Stata The Stata listserver
[Date Prev][Date Next][Thread Prev][Thread Next][Date index][Thread index]

Re: st: R-squared in panel data models


From   [email protected] (William Gould, Stata)
To   [email protected]
Subject   Re: st: R-squared in panel data models
Date   Thu, 15 May 2003 09:33:25 -0500

Ahmed Diesel <[email protected]> asked, 

> Why is R-squared in panel data models always very low (so that everybody is
> happy about an R-squared of 10%)?  I don't find any explanation about that
> in the literature.

Ahmed has asked a very deep question and one deserving of an answer.

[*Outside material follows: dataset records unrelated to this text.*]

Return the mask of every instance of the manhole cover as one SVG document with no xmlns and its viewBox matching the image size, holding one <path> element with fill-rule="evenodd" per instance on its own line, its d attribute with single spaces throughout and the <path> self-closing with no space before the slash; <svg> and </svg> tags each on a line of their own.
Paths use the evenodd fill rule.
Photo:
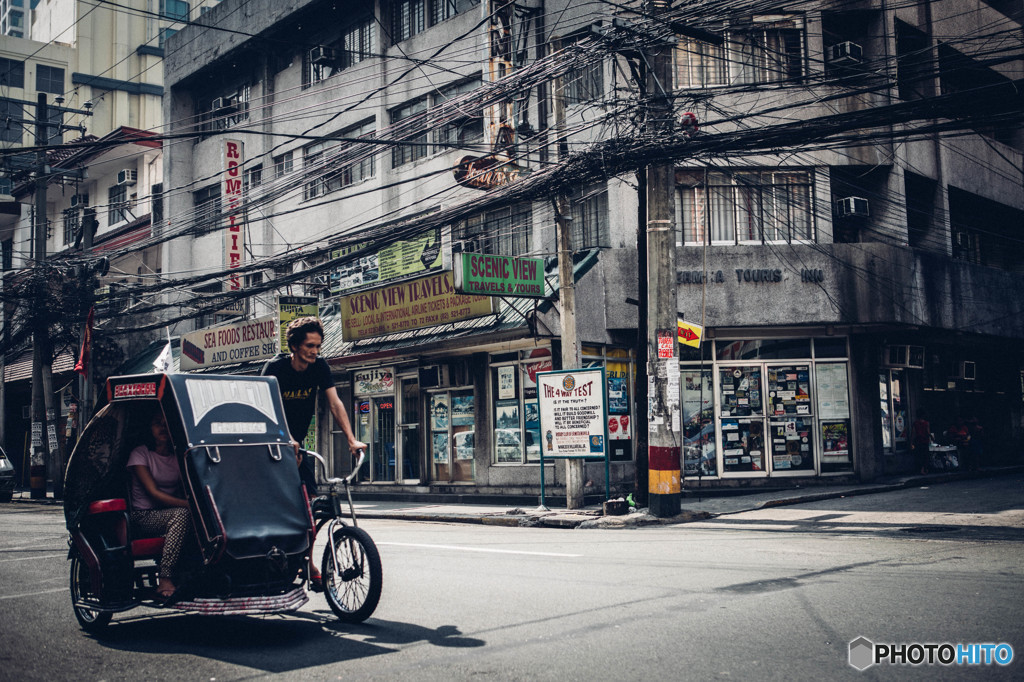
<svg viewBox="0 0 1024 682">
<path fill-rule="evenodd" d="M 900 528 L 901 533 L 948 533 L 953 530 L 960 530 L 957 526 L 911 526 Z"/>
</svg>

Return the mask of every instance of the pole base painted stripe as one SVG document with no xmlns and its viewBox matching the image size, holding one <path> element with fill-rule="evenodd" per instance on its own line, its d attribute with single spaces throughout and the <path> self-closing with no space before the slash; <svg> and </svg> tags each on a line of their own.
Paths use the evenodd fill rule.
<svg viewBox="0 0 1024 682">
<path fill-rule="evenodd" d="M 679 453 L 676 447 L 651 445 L 647 448 L 647 466 L 649 469 L 675 471 L 679 473 Z"/>
<path fill-rule="evenodd" d="M 679 491 L 679 469 L 647 472 L 647 492 L 651 495 L 678 495 Z"/>
<path fill-rule="evenodd" d="M 651 499 L 647 504 L 647 509 L 652 516 L 658 518 L 670 518 L 678 516 L 680 512 L 680 495 L 651 495 Z"/>
</svg>

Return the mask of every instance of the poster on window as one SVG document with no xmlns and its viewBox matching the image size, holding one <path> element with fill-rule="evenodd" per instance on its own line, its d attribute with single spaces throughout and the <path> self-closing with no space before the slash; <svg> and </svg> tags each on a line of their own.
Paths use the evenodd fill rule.
<svg viewBox="0 0 1024 682">
<path fill-rule="evenodd" d="M 448 430 L 448 394 L 438 393 L 430 396 L 430 428 L 431 430 Z"/>
<path fill-rule="evenodd" d="M 433 447 L 434 447 L 434 464 L 447 464 L 448 463 L 448 434 L 447 433 L 435 433 L 433 434 Z"/>
<path fill-rule="evenodd" d="M 822 422 L 821 459 L 837 463 L 850 461 L 850 422 Z"/>
<path fill-rule="evenodd" d="M 473 394 L 452 396 L 452 426 L 473 425 Z M 439 427 L 440 428 L 440 427 Z"/>
<path fill-rule="evenodd" d="M 628 414 L 608 416 L 608 440 L 629 440 L 632 438 L 632 420 Z"/>
<path fill-rule="evenodd" d="M 498 368 L 498 400 L 509 400 L 516 397 L 515 366 Z"/>
<path fill-rule="evenodd" d="M 820 363 L 814 368 L 817 379 L 818 413 L 822 419 L 849 419 L 849 379 L 845 362 Z"/>
<path fill-rule="evenodd" d="M 605 385 L 601 367 L 537 375 L 545 457 L 606 456 Z"/>
<path fill-rule="evenodd" d="M 772 468 L 775 471 L 813 469 L 811 420 L 772 422 L 770 427 Z"/>
<path fill-rule="evenodd" d="M 523 363 L 523 397 L 537 398 L 537 372 L 551 371 L 551 351 L 547 348 L 534 348 L 530 351 L 530 359 Z"/>
</svg>

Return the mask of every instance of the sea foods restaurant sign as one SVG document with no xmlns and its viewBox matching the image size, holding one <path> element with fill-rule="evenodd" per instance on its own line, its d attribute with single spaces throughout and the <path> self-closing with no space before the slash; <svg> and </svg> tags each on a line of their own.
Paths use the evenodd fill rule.
<svg viewBox="0 0 1024 682">
<path fill-rule="evenodd" d="M 181 339 L 181 371 L 266 360 L 277 355 L 277 315 L 201 329 Z"/>
<path fill-rule="evenodd" d="M 544 260 L 479 253 L 456 254 L 455 290 L 484 296 L 544 297 Z"/>
<path fill-rule="evenodd" d="M 458 293 L 452 273 L 440 272 L 343 297 L 342 337 L 357 341 L 483 317 L 494 312 L 493 300 Z"/>
<path fill-rule="evenodd" d="M 332 251 L 331 258 L 343 258 L 355 248 Z M 396 279 L 436 272 L 443 266 L 441 230 L 435 228 L 411 239 L 387 244 L 345 263 L 331 272 L 331 293 L 343 294 L 380 286 Z"/>
</svg>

The first answer, of course, is what is acceptable depends on your science,
but some people, hearing that answer, may think that means standards are lower
in some sciences than others, so some scientists get away with things that
other scientists couldn't dream of doing.

That would be a misinterpreation of the short answer.  For different sciences,
what is acceptable can vary because of the nature of the problem itself.  It
all depends on where the "noise" in the data resides, as I will explain.  In
one science, a result with a "poor" R-squared may in fact contain much more
information than, in another science, a result with an R-squared near one.

I suspect Ahmed is an economist so I am going to answer using an economic 
example.  Well, that's only half the reason.  I was trained as an economist.
Anyway, it is easy enough to recast my answer to other sciences and it is 
rather fun to do that, because what turns out to be important and unimportant 
can change.

The argument below has two parts:

    1.  (Substantive) It should not surprise you that if you compare 
        Ahmed's earnings with his own earnings at different times, you can
        explain much of the variation with a few varables.  If you compare
        Ahmed's earnings to, say, Nick Cox's earnings, those same few
        variables will explain less.

    2.  (Calculation) The R-squared reported with panel-dataset models is 
        cross-sectional like rather than time-series like; it can be compared
        with R-squareds from cross-sectional regressions but cannot, without
        adjustment, be compared to R-squareds from time-series models.



Cross-sectional economic data
-----------------------------

A classic problem is annual earnings as a function of eductional attainment, 
age, and labor-market experience:

   ln(earnings_i) = a  +  b*ed_i 
                       +  c1*age_i + c2*(age_i)^2 
                       +  d1*exp_i + d2*(exp_i)^2 
                       +  u_i

Now clearly, there are thousands of other things that that affect the level of
earnings other than educational attainment, age, and labor-market experience,
and those things will vary from person to person in the data.  All those
things are wrapped together in the residual, along with pure luck:

              u_i = e*Z_i + pureluck_i

You should not be surprised when this simple model does a poor job, absolutely
speaking, at explaining the level of earnings.  Consider the subset of the
data, persons with ed=16 (college graduate), age 35, and all having worked 14
years; you know you will see considerable variation in their earnings.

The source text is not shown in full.